DL: The "New Weird" movement seems to offer an alternative to mainstream epic fantasy. What do you think of China Miéville, Steph Swainston, and their ilk? Would you put yourself in their company and if so, is it good company to be in?

HP: The New Weird is a phrase I encountered very recently, and although I like the sound of it—and have certainly read Miéville—I don't know if that's where I belong. I'm not sure I'm weird enough. Er . . . I mean, I'm not sure my writing is weird enough. . . .

DL: Your biography mentions that you play music. What influence or inspiration does music, film or art have on your writing?
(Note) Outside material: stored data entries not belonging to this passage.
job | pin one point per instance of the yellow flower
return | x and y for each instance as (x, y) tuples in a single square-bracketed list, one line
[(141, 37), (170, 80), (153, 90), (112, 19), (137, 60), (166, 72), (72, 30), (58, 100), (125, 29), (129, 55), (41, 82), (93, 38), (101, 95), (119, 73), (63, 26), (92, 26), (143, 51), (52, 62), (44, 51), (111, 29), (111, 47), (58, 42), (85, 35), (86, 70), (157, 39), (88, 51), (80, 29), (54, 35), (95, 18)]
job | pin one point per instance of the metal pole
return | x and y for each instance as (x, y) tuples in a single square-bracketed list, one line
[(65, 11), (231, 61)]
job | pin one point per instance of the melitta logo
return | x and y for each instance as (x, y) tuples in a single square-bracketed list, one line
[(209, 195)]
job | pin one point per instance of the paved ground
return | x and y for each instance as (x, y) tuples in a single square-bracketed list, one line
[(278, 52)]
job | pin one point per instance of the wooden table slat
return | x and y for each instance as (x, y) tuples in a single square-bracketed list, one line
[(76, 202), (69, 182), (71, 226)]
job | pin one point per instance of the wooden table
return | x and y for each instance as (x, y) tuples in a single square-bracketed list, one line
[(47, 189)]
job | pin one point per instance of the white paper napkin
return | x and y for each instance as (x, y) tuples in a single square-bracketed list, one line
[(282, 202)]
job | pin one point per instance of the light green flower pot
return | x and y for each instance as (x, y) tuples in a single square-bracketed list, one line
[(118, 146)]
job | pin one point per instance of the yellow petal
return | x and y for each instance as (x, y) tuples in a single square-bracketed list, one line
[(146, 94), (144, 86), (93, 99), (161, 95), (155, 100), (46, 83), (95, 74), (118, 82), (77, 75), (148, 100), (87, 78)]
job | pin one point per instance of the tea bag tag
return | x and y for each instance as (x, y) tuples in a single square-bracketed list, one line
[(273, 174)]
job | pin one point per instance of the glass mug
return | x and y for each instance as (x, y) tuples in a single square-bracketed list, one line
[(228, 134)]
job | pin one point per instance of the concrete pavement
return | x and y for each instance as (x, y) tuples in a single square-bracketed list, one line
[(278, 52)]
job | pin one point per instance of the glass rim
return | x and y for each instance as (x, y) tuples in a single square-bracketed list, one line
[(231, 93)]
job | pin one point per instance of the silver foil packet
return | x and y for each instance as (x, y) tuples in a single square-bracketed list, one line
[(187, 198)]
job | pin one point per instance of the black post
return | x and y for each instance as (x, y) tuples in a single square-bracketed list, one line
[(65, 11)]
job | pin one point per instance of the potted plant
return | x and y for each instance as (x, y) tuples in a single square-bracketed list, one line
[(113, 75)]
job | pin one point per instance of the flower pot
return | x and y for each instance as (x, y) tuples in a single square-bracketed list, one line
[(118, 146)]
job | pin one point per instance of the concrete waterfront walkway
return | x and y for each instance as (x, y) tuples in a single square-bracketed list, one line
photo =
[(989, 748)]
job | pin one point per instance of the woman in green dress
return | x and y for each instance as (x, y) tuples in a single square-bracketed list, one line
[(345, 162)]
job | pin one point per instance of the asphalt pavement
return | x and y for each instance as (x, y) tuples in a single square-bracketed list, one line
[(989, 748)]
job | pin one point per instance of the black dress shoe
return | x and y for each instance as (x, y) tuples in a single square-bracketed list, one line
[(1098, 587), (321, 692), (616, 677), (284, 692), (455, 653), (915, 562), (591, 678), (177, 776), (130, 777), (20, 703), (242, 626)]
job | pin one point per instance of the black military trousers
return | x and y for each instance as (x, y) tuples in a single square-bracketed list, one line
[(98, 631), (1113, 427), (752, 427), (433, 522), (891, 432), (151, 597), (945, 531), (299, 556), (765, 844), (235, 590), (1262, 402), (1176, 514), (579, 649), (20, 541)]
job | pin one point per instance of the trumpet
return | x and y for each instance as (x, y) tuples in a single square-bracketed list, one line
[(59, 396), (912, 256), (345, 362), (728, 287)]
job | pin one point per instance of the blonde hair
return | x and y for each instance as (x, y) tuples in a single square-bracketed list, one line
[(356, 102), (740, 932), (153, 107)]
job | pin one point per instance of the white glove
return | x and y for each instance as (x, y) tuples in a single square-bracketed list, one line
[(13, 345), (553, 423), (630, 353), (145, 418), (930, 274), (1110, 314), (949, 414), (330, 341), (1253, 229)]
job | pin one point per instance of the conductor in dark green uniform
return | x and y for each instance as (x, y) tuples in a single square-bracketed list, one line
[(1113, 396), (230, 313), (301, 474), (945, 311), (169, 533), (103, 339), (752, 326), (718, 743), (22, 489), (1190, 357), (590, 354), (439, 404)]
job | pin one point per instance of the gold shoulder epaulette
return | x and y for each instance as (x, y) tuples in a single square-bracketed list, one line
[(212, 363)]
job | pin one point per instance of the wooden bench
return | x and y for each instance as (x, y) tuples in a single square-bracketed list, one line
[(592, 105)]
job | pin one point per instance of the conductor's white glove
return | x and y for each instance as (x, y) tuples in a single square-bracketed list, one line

HP: Probably too many influences to name. I find music utterly mysterious for the way it can create such powerful emotional effects with nothing but sounds. It's as if notes, rhythms, harmonies sneak into the mind through a back door, carrying a kind of meaning that bypasses the intellect entirely. I'm always trying to achieve that kind of effect with my writing. Come to think of it, that's probably why I'm so obsessed with the sound and rhythm of the words I use. And of course anything that sets me dreaming—or daydreaming—can inspire a story. But I play music because when I play with my trio the creative process is shared, and so is the result: the very opposite of the writer's solitary experience.

DL: What made you decide to become a writer?

HP: Writing is basically an escalation of my reading addiction, but what sparked my ambition to be a professional writer was waking up one day when I was in university and discovering I was too tired to get out of bed and write an exam. I was eventually diagnosed with fibromyalgia syndrome, but what it really meant to me was living in my parents' basement for a year with no obvious future and a desperate need to do something with my life. Once I had pared existence down to the basics, writing was what was left.

Sometimes the universe gives you that necessary kick in the butt.

DL: Describe a typical day of writing.

HP: I'm a morning writer, so I usually drag myself out of bed and take my tea and cereal into my office where I can wake up over email. Then I get down to writing, usually between 3 and 6 hours a day. But I'm a sporadic writer, so there are fallow weeks when I slack off alternating with intense, every day sessions when I'm really engaged on a project. This summer I've been struggling to get a few words down in a day, simply because of life stuff getting in the way. I love the novel I'm working on, and I really want to get a draft finished by the end of the year, which is going to mean a very busy fall.

DL: So what are you working on now?

HP: A fantasy novel. The working title is Oceanside, but that'll change a few times before I'm done. I've been developing the idea the last few weeks, scribbling madly in my notebook, but now I'm writing again and feeling pretty good about how it's going. That will also probably change a few times before I'm done, knowing me. Speaking of industry and nature, I would say there's definitely some interplay in this novel.




David Lynton [email David] lives and works in Sydney, Australia.